Further, let’s not forget 2011 champ John Baker. We saw his team on Tuesday at the Tudor track as his luxuriously furred huskies trotted in time like a synchronome. He has always been frustrated in the first few days of racing by warm weather common to the Willow restart—-his dogs are trained in very severe weather above the arctic circle at Kotzebue and have thick coaTS. I know he has been thinking about this problem—maybe the reason he brought his dogs to Anchorage a few days earlier.. Baker has the fastest Iditarod time ever of 8 days 18 hours 46 minutes. He knows how to blister the trail. After he completed his sixteen mile training run, he commented, as much to himeself and the black spruce on the training trail as anybody listening, “I think this team is smoother than my winning team.” Honestly, I don’t think one of his chargers was less than 60 pounds. Baker needs a trail that favors strength.
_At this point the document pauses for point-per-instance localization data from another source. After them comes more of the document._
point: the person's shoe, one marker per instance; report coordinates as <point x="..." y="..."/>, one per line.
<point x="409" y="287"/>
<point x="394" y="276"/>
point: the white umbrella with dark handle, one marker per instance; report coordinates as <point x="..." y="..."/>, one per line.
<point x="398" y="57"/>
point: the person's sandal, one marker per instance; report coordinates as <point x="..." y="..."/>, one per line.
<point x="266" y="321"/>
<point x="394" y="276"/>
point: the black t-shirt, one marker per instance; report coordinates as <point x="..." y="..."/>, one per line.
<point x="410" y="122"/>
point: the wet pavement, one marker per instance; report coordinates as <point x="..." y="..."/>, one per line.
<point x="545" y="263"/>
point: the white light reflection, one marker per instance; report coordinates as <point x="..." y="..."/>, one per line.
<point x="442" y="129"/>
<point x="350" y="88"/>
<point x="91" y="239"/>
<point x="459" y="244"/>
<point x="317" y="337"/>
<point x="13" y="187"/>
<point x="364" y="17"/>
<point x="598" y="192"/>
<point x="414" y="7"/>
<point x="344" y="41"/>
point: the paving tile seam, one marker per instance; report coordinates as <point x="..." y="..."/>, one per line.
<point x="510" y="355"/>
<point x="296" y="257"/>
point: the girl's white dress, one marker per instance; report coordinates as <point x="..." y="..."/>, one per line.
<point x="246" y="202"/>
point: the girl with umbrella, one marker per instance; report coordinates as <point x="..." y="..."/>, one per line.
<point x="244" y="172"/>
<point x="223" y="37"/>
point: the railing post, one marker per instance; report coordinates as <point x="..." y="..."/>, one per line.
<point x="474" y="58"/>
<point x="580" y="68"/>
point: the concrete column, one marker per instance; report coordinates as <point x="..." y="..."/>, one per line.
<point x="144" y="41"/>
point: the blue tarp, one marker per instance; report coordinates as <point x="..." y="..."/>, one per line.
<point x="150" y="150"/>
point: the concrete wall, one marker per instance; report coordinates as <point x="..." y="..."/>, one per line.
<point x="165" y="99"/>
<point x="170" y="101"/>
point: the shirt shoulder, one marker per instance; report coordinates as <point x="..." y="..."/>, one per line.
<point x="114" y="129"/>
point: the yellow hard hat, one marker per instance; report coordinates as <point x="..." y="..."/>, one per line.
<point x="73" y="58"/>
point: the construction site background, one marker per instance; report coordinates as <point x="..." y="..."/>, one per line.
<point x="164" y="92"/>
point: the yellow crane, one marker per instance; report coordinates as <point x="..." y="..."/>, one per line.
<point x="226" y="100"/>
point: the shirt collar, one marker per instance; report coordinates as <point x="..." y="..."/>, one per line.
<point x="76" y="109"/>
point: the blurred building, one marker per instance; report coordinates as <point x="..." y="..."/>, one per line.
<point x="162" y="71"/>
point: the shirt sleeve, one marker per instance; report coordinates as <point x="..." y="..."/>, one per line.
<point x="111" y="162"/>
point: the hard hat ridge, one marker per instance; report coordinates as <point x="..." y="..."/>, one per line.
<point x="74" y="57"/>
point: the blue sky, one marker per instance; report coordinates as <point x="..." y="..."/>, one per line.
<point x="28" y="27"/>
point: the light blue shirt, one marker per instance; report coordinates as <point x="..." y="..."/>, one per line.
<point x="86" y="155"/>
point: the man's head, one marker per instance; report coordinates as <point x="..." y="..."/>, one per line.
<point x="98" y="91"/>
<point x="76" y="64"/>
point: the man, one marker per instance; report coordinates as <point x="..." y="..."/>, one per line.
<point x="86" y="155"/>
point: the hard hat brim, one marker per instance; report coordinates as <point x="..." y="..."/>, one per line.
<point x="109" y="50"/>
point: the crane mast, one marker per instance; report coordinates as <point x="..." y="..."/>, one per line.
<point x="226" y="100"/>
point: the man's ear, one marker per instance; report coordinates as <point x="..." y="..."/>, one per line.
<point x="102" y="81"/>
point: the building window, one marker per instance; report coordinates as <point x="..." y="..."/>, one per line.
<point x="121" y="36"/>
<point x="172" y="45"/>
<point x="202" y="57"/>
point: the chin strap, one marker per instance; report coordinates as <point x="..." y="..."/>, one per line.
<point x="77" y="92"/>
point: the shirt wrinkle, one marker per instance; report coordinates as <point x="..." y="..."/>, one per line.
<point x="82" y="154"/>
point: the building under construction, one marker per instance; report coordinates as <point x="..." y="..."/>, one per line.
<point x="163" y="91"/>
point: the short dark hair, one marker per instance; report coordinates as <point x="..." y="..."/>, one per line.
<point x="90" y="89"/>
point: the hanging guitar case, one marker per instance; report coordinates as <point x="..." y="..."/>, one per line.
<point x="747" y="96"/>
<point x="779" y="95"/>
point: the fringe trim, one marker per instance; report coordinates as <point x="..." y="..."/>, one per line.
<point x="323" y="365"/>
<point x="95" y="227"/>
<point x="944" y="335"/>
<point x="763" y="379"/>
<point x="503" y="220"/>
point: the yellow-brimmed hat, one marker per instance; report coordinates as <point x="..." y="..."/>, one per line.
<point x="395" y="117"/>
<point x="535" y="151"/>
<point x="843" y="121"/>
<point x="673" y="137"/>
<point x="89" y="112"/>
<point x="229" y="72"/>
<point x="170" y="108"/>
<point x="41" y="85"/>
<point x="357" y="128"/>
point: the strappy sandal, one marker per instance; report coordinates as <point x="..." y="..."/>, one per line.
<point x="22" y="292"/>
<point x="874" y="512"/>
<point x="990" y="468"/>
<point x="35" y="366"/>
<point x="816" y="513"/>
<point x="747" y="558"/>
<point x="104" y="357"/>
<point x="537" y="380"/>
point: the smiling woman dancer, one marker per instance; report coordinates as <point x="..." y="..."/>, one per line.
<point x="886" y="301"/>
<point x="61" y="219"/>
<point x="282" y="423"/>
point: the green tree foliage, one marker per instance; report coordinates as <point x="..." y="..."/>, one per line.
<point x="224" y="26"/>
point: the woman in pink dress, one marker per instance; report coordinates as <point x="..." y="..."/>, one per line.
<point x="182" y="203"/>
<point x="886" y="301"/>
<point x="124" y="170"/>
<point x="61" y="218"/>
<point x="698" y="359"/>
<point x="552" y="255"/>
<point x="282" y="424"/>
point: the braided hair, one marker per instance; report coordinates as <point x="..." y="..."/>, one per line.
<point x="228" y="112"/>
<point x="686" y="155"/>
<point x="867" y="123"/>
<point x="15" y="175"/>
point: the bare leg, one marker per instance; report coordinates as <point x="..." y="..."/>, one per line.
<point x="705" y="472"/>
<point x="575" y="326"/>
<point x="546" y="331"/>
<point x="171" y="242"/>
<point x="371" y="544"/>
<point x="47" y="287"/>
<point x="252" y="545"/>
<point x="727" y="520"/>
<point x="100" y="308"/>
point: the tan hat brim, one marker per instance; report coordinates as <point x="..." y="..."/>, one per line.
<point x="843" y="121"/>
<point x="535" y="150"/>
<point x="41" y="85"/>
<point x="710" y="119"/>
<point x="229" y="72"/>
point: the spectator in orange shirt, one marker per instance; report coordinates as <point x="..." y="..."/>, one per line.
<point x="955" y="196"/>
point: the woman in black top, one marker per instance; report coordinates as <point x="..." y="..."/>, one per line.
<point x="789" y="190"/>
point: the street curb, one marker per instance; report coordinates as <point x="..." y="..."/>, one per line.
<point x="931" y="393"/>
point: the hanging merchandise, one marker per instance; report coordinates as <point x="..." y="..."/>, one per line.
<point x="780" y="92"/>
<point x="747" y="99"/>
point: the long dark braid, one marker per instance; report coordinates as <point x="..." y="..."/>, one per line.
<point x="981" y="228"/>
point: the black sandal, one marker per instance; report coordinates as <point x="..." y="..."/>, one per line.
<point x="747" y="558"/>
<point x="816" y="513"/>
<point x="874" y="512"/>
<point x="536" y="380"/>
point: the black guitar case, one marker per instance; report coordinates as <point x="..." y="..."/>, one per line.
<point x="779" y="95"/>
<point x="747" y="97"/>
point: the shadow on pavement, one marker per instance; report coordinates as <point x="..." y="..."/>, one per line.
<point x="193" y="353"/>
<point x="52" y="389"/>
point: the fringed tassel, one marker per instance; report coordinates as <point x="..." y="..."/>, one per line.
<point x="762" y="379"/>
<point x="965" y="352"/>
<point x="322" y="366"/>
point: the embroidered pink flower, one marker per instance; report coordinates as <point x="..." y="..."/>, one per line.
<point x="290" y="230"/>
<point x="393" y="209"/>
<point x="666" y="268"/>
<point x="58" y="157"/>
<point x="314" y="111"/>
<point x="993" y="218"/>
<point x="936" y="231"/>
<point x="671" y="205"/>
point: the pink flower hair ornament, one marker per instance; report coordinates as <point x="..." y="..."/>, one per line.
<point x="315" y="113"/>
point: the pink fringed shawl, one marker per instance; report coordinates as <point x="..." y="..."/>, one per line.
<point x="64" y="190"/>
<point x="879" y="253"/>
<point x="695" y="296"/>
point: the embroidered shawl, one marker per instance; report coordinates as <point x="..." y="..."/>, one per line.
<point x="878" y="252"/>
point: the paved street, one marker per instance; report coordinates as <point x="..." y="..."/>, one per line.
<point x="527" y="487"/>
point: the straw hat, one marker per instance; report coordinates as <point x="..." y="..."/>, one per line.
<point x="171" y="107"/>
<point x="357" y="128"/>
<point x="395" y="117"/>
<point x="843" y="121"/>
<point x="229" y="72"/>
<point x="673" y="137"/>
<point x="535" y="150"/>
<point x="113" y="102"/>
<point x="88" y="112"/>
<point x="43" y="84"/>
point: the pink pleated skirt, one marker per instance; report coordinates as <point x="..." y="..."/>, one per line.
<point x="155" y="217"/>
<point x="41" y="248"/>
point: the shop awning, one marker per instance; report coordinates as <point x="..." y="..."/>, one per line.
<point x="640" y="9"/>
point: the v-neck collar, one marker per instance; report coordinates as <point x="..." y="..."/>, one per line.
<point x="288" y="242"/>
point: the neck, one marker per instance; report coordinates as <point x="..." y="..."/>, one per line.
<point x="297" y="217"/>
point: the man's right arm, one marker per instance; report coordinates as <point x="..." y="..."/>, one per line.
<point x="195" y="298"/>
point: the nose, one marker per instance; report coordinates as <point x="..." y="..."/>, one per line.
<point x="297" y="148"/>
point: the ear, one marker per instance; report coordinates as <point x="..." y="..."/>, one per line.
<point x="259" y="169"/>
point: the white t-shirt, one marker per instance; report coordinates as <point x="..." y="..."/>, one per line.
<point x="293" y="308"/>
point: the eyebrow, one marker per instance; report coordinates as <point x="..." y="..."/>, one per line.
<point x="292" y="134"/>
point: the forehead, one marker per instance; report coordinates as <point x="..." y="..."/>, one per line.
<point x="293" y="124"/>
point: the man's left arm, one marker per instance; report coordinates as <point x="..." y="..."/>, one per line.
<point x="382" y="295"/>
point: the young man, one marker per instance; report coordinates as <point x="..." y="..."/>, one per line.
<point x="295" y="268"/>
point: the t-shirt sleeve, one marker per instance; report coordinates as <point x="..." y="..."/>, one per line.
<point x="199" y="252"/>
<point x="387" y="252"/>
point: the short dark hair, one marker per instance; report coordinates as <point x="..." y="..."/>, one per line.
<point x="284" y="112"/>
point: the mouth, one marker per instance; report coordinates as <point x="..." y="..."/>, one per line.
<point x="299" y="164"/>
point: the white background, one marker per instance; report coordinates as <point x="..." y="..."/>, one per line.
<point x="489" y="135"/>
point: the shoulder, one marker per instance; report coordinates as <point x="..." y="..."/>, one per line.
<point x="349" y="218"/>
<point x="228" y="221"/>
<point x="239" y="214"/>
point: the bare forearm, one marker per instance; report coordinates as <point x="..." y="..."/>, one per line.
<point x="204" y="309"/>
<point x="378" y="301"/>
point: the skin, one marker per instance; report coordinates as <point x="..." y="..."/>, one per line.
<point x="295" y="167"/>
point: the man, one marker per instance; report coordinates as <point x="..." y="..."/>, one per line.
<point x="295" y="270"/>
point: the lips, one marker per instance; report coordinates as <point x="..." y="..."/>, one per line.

Cym Smyth, Dean insists, is a team to watch.
Martin Buser, the 4x champ, was a front runner in 2013. Fans may recall that he used a very unorthodox strategy and travelled over the Alaska Range to Rohn checkpoint for a 24 hour mandatory break. Very unconventional. But, it worked. He was leading the race on the Yukon (over half way) but then encountered absolutely dreary conditions of dissolving wet snow, rain, and depressingly soft trail. His team faded, but insider pundits do not forget he had a wonderful team. In the 2014 pre season, his team has been winning races and impressing observers. Buser has been somewhat of an enigma the last several years, but I cant help but think that he and team are ready to dominate. Some would observe that Buser requires a little luck, because his strategy asks for a clear trail in front of him. If he can grab the lead with his very fast team and stay on a good trail, without weather confrontations of snow and wind, he will be difficult to catch and pass.